The INE report alone takes 15–20 minutes each month to do manually. SIBA registration per guest is another few minutes of form-filling per stay. Over a year with 80–100 guest stays, that adds up to hours of admin that generates zero revenue.
Eazy AL automates the INE monthly submission and is building automation for the SIBA guest registration and Finanças reporting flows — so you can focus on the parts of hosting that actually need a human.
Frequently Asked Questions
Does Airbnb submit any of these reports on my behalf? No. Airbnb handles bookings, messaging, payments, and (in some cities) tourist tax collection. All compliance reporting — INE, SIBA, Finanças — is the host's responsibility.
What happens if I miss an INE submission? INE can issue fines for missed or late submissions. Beyond the fine, repeated non-compliance creates a record that can complicate your relationship with the AL license authority.
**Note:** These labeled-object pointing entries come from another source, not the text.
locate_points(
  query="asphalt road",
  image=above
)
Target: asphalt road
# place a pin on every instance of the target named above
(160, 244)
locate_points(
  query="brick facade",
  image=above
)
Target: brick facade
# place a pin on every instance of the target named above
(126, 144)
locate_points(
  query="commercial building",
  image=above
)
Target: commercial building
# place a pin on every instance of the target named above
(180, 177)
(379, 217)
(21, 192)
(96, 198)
I had no guests this month. Do I still need to submit to INE? Yes. A zero-guest month must still be reported. The report itself is the obligation, not just the data.
Is the compliance burden different for non-residents? Yes — non-residents must register for VAT regardless of revenue level, are taxed at a flat 25% on AL income, and still carry all the same monthly/annual reporting obligations.